The enthusiasm from the record turnout during February’s S.C. GOP presidential primary has carried over to the election of state delegates to the Republican National Convention in Cleveland, where another battle could take place.
Saturday was a difficult day for Republican presidential candidate Donald Trump. Despite winning South Carolina’s GOP primary by ten percentage points in February, online news site Politico reports Trump allies lost five of the six available slots up for grabs in the Third and Seventh congressional districts on Saturday. While all 50 of the state’s delegates are pledged to support Trump on first ballot at the national GOP convention, party rules allow them to switch to another candidate if no candidate wins the required delegate majority and another ballot is needed.
With pundits questioning if GOP front-runner Donald Trump can reach the 1,237 delegates needed to lock up the nomination on the first ballot, the convention in Cleveland could end up being a free-for-all with delegates being released after early rounds of voting in July.
According to the State newspaper more than 190 S.C. Republican state delegates have announced intentions to run for 47 national convention seats — a number that’s expected to grow as delegate elections are held throughout the next month.
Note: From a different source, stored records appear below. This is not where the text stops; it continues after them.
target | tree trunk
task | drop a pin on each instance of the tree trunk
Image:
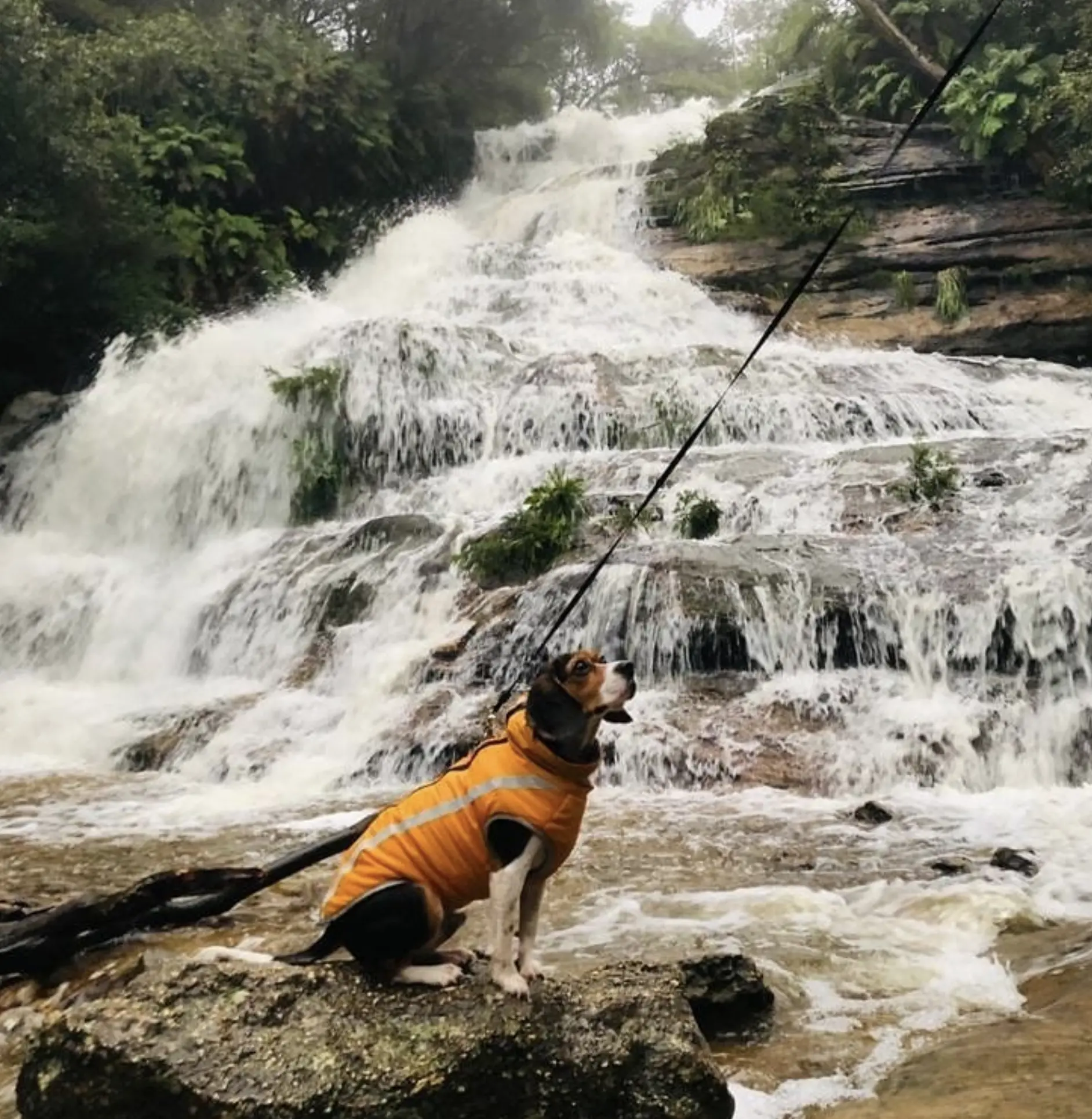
(34, 943)
(873, 12)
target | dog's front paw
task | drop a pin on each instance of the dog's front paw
(461, 957)
(511, 982)
(431, 975)
(530, 968)
(447, 974)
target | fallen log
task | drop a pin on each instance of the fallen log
(37, 943)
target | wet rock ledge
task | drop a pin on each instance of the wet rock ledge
(235, 1042)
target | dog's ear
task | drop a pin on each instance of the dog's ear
(618, 717)
(551, 709)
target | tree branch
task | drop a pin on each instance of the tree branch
(915, 55)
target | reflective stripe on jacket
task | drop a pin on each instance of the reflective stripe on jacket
(436, 835)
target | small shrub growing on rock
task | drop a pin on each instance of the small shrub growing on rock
(530, 541)
(621, 516)
(697, 516)
(951, 295)
(321, 459)
(905, 292)
(932, 477)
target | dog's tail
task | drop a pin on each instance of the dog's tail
(319, 950)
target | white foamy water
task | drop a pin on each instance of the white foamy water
(148, 571)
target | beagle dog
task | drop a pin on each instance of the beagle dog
(496, 825)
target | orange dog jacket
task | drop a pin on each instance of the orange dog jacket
(436, 835)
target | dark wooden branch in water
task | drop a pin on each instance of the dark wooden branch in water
(36, 943)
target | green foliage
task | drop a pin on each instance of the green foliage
(1023, 101)
(318, 386)
(905, 291)
(697, 516)
(761, 172)
(165, 159)
(932, 477)
(321, 455)
(950, 301)
(998, 104)
(530, 541)
(621, 516)
(675, 415)
(81, 244)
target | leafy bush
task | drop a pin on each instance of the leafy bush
(697, 516)
(675, 415)
(998, 104)
(321, 456)
(530, 541)
(932, 477)
(951, 295)
(905, 292)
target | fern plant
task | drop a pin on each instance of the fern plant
(1000, 104)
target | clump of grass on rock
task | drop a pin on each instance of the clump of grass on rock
(321, 458)
(532, 540)
(951, 295)
(932, 478)
(697, 516)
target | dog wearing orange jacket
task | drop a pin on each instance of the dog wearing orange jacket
(496, 825)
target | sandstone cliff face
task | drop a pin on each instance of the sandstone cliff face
(1028, 261)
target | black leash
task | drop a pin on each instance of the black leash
(774, 322)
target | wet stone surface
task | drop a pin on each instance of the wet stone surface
(233, 1041)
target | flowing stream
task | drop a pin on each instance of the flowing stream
(940, 664)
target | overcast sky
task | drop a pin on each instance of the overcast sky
(702, 21)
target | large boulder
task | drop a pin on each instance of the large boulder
(234, 1042)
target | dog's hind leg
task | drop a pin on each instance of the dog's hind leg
(506, 888)
(429, 957)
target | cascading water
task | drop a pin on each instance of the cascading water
(149, 581)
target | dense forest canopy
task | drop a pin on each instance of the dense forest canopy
(163, 159)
On Saturday, the delegate selections favored Texas US Sen. Ted Cruz, whose campaign had been more active in recruiting supporters to run in those districts as an alternative to Trump. That drew the frontrunner’s ire.
“I win a state in votes and then get non-representative delegates because they are offered all sorts of goodies by Cruz campaign. Bad system!” Trump tweeted.
Representatives of the three remaining GOP presidential candidates have been reaching out to SC delegates to vote for their supporters as month long national convention elections start Saturday with Republican congressional district conventions in Greenwood and Florence. Conventions in the state’s other five congressional districts will follow before the state Republican Party convention is held in Columbia on May 7.